DOJ has claimed in multiple federal cases over the past several years that the statute banning cannabis consumers from owning or possessing guns is constitutional because it’s consistent with the nation’s history of disarming “dangerous” individuals.
In 2023, for example, the Justice Department told the U.S. Court of Appeals for the Third Circuit that historical precedent “comfortably” supports the restriction. Cannabis consumers with guns pose a unique danger to society, the Biden administration claimed, in part because they’re “unlikely” to store their weapon properly.
Last year, Biden’s son Hunter was convicted by a federal jury of violating statute by buying and possessing a gun while an active user of crack cocaine. Two Republican congressmen challenged the basis of that conviction, with one pointing out that there are “millions of marijuana users” who own guns but should not be prosecuted.

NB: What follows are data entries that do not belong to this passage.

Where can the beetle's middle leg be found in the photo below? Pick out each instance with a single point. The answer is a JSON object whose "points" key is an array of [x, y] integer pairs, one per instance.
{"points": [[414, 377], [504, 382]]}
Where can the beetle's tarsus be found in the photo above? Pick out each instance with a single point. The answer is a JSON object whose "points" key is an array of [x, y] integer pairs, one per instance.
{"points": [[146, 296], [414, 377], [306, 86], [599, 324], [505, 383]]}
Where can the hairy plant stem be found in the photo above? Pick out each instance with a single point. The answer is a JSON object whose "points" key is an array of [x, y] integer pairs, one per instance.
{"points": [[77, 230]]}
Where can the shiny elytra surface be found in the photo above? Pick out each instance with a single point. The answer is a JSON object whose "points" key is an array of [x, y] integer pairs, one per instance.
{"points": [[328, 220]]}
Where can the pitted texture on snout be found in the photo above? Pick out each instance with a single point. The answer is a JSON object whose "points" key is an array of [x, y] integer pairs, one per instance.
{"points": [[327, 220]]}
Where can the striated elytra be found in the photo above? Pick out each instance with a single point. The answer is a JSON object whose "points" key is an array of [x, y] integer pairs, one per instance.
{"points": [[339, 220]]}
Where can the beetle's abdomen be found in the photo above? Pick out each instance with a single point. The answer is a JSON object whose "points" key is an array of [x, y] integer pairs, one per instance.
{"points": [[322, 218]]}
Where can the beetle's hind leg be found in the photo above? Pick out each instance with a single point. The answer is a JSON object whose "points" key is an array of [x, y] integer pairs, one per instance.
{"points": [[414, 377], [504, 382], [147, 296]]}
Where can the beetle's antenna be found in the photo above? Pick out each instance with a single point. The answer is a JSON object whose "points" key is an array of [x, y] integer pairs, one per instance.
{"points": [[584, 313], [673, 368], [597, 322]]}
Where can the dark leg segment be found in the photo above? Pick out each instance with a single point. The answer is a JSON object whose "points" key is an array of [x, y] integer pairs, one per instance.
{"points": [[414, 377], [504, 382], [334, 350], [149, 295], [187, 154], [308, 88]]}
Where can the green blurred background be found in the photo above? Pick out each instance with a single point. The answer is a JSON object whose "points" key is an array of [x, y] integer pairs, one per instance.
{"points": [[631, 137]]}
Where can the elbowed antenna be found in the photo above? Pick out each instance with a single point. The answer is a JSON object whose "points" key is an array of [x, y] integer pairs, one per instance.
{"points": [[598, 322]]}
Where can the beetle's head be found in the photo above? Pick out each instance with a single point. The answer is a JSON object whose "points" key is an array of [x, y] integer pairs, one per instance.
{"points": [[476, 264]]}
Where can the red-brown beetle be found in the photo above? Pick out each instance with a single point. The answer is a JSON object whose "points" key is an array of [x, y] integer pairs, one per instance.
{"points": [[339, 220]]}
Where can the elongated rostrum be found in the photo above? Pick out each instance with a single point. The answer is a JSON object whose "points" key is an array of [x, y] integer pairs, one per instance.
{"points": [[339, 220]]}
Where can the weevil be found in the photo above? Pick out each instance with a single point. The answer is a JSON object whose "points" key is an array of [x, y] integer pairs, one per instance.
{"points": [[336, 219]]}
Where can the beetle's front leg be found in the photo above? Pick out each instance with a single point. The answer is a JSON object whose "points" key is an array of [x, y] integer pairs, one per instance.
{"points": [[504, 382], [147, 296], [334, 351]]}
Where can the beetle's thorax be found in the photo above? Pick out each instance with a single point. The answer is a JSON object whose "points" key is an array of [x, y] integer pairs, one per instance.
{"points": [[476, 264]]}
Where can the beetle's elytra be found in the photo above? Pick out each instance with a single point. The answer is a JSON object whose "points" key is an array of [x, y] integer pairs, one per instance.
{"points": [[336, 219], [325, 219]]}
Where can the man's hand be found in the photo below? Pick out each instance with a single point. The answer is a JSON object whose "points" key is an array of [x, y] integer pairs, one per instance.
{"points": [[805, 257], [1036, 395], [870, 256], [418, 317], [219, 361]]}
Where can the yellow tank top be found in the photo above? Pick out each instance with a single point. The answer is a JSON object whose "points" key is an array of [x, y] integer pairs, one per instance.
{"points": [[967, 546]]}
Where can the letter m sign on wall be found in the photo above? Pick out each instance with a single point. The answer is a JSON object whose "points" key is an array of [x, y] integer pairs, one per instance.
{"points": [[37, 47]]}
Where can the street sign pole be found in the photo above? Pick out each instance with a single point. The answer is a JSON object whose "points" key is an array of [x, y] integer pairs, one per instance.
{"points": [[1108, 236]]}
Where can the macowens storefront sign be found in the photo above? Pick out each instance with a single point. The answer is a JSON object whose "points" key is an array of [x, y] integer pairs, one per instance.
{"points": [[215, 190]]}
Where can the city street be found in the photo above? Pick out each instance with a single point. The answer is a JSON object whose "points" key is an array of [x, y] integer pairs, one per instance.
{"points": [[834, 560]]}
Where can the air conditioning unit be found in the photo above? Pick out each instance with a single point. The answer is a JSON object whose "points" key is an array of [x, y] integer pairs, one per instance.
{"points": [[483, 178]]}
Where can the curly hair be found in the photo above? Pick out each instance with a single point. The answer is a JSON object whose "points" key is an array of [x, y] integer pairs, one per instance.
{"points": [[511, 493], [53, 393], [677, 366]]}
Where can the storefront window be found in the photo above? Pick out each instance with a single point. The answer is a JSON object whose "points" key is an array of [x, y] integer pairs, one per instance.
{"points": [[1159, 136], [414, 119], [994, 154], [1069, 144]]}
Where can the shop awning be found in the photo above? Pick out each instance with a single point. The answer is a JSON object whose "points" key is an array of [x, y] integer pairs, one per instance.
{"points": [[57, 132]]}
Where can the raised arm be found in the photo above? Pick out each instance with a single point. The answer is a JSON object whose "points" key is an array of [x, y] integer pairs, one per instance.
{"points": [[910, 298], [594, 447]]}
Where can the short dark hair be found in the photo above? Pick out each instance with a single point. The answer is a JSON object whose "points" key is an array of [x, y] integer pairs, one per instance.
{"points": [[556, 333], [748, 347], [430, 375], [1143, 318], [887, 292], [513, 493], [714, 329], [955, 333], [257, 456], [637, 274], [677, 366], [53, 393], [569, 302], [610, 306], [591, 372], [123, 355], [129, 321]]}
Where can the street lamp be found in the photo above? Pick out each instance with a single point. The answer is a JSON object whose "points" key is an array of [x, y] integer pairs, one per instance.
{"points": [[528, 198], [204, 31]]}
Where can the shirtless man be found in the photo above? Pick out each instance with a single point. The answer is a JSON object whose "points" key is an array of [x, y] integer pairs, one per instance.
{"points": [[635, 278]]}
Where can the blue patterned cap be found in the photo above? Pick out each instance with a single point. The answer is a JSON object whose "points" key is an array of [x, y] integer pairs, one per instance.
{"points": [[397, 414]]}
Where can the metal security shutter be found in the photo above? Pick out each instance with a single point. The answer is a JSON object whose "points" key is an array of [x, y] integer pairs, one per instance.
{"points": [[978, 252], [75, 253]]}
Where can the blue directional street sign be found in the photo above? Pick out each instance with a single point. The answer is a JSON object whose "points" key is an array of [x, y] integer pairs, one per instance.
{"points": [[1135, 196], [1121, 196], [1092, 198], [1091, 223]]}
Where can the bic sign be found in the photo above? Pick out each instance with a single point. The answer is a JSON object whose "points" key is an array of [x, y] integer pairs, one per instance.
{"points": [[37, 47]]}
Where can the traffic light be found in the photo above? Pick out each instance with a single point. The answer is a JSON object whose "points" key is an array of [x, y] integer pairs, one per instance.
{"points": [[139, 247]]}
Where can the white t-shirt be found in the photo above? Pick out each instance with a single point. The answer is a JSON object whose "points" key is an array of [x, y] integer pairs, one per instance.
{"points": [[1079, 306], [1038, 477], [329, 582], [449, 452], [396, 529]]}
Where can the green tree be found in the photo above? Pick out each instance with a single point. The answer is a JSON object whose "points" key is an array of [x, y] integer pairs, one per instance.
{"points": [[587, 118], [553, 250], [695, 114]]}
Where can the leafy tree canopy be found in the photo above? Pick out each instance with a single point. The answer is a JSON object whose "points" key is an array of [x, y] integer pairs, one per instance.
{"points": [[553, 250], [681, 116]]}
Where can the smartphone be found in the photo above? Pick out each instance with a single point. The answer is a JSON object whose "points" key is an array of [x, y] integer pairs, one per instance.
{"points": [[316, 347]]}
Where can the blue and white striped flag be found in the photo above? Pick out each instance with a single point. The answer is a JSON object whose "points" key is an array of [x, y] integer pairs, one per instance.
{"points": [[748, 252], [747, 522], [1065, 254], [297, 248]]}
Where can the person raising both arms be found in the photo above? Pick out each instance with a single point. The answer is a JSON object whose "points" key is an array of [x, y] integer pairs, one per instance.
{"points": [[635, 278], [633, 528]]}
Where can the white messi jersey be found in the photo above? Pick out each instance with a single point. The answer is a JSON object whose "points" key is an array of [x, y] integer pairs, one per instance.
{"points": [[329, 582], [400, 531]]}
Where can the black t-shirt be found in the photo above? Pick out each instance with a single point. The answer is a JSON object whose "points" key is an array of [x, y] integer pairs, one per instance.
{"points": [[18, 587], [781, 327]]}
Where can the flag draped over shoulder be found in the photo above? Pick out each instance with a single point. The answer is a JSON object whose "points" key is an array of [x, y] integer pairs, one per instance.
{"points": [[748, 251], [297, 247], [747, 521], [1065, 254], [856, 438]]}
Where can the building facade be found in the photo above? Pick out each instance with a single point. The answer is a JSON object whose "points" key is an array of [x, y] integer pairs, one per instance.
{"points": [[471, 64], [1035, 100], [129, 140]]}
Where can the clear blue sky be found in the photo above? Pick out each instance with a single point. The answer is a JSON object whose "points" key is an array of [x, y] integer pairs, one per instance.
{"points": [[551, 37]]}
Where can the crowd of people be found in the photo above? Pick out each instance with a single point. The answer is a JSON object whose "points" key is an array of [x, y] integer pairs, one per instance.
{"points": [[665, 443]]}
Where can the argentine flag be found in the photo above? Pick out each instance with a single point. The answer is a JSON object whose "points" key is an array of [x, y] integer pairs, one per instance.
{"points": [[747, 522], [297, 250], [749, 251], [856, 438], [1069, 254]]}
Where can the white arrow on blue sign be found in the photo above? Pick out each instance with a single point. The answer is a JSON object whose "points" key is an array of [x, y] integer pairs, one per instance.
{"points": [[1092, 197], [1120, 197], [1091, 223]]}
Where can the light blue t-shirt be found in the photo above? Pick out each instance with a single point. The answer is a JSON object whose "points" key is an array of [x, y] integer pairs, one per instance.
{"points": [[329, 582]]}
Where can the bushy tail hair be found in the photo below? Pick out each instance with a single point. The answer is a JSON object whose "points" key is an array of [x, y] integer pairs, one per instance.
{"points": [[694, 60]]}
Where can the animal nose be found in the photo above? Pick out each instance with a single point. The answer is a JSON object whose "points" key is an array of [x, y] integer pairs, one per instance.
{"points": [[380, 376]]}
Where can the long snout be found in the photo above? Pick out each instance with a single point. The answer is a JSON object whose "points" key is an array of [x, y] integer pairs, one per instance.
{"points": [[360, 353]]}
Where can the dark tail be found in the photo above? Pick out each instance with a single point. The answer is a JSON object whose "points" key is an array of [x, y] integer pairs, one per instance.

The situation has caused confusion among medical marijuana patients, state lawmakers and advocacy groups, among others. The National Rifle Association’s (NRA) lobbying arm said recently that the court rulings on the cannabis and guns issue have “led to a confusing regulatory landscape” that have impacted Americans’ Second Amendment rights.
“Marijuana use is no longer limited to the domain of indigenous religious customs or youth-oriented counterculture and now includes a wide variety of people who use it for medicinal or recreational reasons,” said the advocacy group, which does not have an official stance on cannabis policy generally. “Many of these individuals are otherwise law-abiding and productive members of their communities and want to exercise their right to keep and bear arms.”
Meanwhile, some states have passed their own laws either further restricting or attempting to preserve gun rights as they relate to marijuana. Recently, for example, a Pennsylvania lawmaker introduced a bill meant to remove state barriers to medical marijuana patients carrying firearms.
Colorado activists also attempted to qualify an initiative for November’s ballot that would have protected the Second Amendment rights of marijuana consumers in that state, but the campaign’s signature-gathering drive ultimately fell short.
As 2024 drew to a close, the ATF issued a warning to Kentucky residents that, if they choose to participate in the state’s medical marijuana program that’s set to launch imminently, they will be prohibited from buying or possessing firearms under federal law.
The official said that while people who already own firearms aren’t “expected to” turn them over if they become state-legal cannabis patients, those who “wish to follow federal law and not be in violation of it” must “make the decision to divest themselves of those firearms.”
Since then, bipartisan state lawmakers have introduced legislation that would urge Kentucky’s representatives in Congress to amend federal law to clarify that users of medical marijuana may legally possess firearms.
Kentucky Gov. Andy Beshear (D) said last month that he supports the legislature’s effort to urge the state’s congressional delegation to call for federal reforms to protect the Second Amendment rights of medical marijuana patients, but the governor added that he’d like to see even more sweeping change on the federal level.
“I think the right way to deal with that is not just to focus on that issue, but to change the schedule of marijuana,” Beshear said at a press conference. “What we need to change is the overall marijuana policy by the federal government.”